Earnest warned the media to drop the issue "because, frankly, the President is tired of hearing about it. These tapes and the alleged deceptions they portray happened years ago. The events Dr. Gruber speaks of in them are over and done. The ACA is the law of the land now and no amount of Monday-morning quarterbacking is going to change that."

"The only relevant issue is whether the ACA is good policy," Earnest maintained. "If it's good policy, and the President is confident it is, what does it really matter what tactics were used to get it implemented?"

Earnest expressed confidence that "this, like all the other phony scandals the GOP has been concocting, will die down and disappear from everyone's radar screen before too long. Everyone just needs to chill and let the President rule the nation, as he was elected to do."

Sharpton Disputes Tax Bill

The IRS claim that Rev. Al Sharpton owes more than $4 million in back taxes was challenged by the Reverend.

"My share of the reparations the US Government owes for slavery has not been taken into account," Sharpton argued. "The humiliation, the suffering, the oppression, and murder of African-Americans that has disgraced this country for over 400 years is a debt that can never be fully repaid."

"Instead of harassing me, the government should be making a good-faith effort to try to make payments on this unpayable debt," Sharpton suggested. "Then, after 400 years we can reassess to see how much is still owed."

Why Is Teaching Anal Sex in the Chicago Public School Curriculum?

Parents of students attending Chicago's Andrew Jackson Language Academy were shocked to discover that 5th graders are slated to study "the pleasures of anal sex."

Chicago Public Schools spokesman Bill McCaffrey characterized the parents' reactions as "excessively dramatic" and "not well thought out. It's our job to help prepare our students for life in the real world. Teaching them the skills needed for safe sex is at least as critical a part of our job as teaching them how to read."

"Sex is a topic of universal interest to students," McCaffrey asserted. "What we teach them about this topic will likely have more impact than what we teach them about history or science. So, I won't be apologetic about our efforts along these lines."

"The inclusion of anal sex in the curriculum is a simple acknowledgment that traditional heterosexual encounters are not the only type people engage in," McCaffrey added. "To not include this possibility would be discriminatory and would convey an impression that non-traditional interactions are less acceptable."

DOE Says AP Classes Must Be Racially Ballanced

The South Orange-Maplewood School District in New Jersey was told by the US Department of Education that the racial imbalance in its Advance Placement (AP) courses was discriminatory because minorities are under represented among the students enrolled in these classes. AP courses are intended for college-bound graduates and typically entail heavier workloads and more difficult assignments.

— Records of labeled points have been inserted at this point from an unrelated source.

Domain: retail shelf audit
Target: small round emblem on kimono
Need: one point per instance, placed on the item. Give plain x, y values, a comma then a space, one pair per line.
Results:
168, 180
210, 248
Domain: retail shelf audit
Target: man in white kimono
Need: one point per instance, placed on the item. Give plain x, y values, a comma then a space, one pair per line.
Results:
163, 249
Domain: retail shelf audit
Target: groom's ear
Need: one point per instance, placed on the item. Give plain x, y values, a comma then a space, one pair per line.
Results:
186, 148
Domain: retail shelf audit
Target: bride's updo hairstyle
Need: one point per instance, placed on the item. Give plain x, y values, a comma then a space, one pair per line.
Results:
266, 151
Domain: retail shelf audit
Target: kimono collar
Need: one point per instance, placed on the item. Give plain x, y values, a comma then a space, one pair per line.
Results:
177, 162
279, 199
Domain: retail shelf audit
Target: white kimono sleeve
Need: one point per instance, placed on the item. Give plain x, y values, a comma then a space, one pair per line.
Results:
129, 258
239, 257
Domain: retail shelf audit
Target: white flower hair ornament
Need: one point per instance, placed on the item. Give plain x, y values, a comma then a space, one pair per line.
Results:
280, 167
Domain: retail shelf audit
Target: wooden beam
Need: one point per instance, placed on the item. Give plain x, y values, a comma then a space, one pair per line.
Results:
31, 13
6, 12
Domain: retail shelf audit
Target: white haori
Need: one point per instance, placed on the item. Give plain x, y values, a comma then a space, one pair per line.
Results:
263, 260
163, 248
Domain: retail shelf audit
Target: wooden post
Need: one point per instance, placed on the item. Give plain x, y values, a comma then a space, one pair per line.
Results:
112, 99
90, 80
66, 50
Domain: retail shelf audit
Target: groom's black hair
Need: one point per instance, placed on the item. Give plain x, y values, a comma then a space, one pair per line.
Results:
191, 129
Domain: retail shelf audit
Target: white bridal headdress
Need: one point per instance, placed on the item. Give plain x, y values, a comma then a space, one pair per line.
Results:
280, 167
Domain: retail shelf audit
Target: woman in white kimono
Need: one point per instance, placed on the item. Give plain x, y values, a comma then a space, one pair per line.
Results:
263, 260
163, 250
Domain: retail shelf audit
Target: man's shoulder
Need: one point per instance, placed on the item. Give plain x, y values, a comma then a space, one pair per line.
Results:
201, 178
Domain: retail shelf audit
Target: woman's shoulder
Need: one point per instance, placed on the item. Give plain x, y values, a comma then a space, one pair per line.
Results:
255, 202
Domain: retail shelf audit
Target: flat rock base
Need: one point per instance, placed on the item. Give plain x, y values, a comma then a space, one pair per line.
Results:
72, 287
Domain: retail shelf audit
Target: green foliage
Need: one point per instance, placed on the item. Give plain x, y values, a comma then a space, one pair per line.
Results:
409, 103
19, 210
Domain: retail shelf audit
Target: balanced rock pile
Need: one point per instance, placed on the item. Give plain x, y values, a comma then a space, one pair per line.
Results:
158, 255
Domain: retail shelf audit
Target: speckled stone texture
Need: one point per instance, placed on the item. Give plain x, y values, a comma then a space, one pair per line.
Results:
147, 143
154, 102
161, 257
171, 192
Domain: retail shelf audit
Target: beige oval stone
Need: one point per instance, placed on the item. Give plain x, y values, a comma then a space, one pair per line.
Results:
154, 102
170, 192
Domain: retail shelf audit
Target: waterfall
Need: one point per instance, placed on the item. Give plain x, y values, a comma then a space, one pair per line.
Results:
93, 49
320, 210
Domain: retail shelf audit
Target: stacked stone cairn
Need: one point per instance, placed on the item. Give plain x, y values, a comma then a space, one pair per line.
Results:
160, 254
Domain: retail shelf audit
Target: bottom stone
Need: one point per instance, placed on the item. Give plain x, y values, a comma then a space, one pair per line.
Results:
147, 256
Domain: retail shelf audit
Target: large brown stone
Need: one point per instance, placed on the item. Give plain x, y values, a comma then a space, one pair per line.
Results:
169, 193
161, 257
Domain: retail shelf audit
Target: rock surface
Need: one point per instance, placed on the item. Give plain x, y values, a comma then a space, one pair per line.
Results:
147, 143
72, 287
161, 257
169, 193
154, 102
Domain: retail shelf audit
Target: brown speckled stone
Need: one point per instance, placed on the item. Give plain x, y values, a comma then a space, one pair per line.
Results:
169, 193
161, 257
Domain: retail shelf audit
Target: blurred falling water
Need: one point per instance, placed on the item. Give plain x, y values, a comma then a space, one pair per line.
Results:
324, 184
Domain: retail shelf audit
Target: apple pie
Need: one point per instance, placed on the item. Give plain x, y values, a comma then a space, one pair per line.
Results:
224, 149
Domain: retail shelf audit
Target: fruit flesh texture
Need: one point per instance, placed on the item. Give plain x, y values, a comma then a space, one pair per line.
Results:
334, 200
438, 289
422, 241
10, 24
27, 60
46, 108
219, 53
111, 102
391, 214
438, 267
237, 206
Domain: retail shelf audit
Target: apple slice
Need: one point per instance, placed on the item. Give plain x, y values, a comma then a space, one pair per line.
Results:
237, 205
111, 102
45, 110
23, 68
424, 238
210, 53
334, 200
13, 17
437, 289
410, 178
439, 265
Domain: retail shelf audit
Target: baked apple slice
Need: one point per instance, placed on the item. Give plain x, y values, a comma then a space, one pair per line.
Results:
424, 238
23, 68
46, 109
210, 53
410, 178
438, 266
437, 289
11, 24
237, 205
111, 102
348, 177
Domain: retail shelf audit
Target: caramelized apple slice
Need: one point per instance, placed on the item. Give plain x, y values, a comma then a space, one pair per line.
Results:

US Secretary of Education Arne Duncan brushed aside arguments relying on student interest and ability as "insufficient to overcome the goal of racial equality. For the school to say that minorities are over represented on the school's athletic teams and that somehow counterbalances their under representation in these academically challenging AP courses is a non-starter with us."

"Ideally, all races ought to be proportionately distributed throughout all school activities," Duncan argued. "We can't permit a student's preference for being an athlete rather than a scholar determine which classes he or she ends up in. If the school needs to 'dumb down' its AP courses in order to accommodate the lesser academic abilities of minorities, then that is what they must do."

Rather than trying to "square the circle," the South Orange-Maplewood School District has opted to discontinue AP. "The DOE's notion that everything must be racially balanced is impossible to achieve," said acting Superintendent James Memoli. "Dumbing down an AP course to achieve an ideal racial mix would be idiotic."